Pensioners insist there are jobs for those who really want them. But Mr Raza scoffs. Youngsters, he says, are being paid pounds 1.50 an hour at some jobs. "The kids are just used as slave labour."

Don Wilcox, the local council's deputy leader, agrees that the Valleys, further from the seats of power and conveniently out of sight, are losing out to inner-cities. Working- class pride, he says, increases their invisibility.

At a local day centre for the mentally ill, a manager flicks throgh a client index, peppered with the names of former steelworkers and miners who never worked again after being made redundant.

For tuhem, unemployment was the start of unrelenting poverty. On top came loss of self-respect and gradually life was robbed of all its meaning.

She asks an ex-steelworker to be interviewed. "It's bad enough that I have to come here," he says. "Forget it."

But Bill (not his real name), will talk.
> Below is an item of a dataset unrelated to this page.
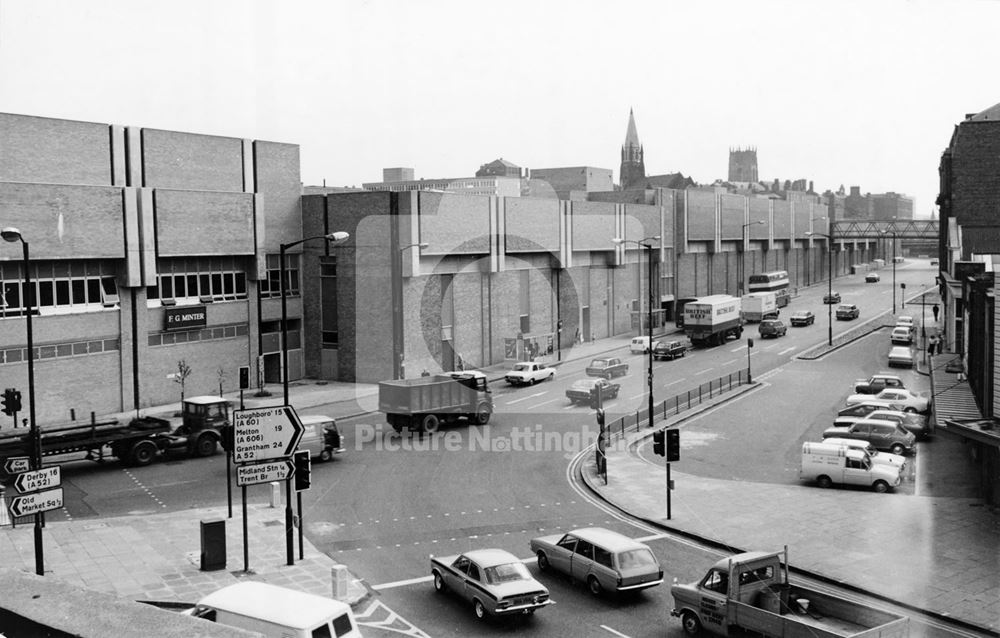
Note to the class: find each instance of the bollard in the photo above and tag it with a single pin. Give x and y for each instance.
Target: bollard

He is a gentle giant of a man, but was always considered a bit "slow". Now 61, Bill worked down the pit for 32 years. Then the mine closed and his mother, who looked after him, died. His world disintegrated. He was brought to the day centre by an employee who could bear no longer to see him standing all day outside the local Co-op in the rain.

Elsewhere, he might have stood in the rain until he caught pneumonia. His adoption by the centre is testament to an enduring sense of community.

But Don Wilcox says that traditional local spirit can no longer be relied upon. In the Valleys, he explains, there is increasing crime and less social cohesion: "I put that down to hopelessness."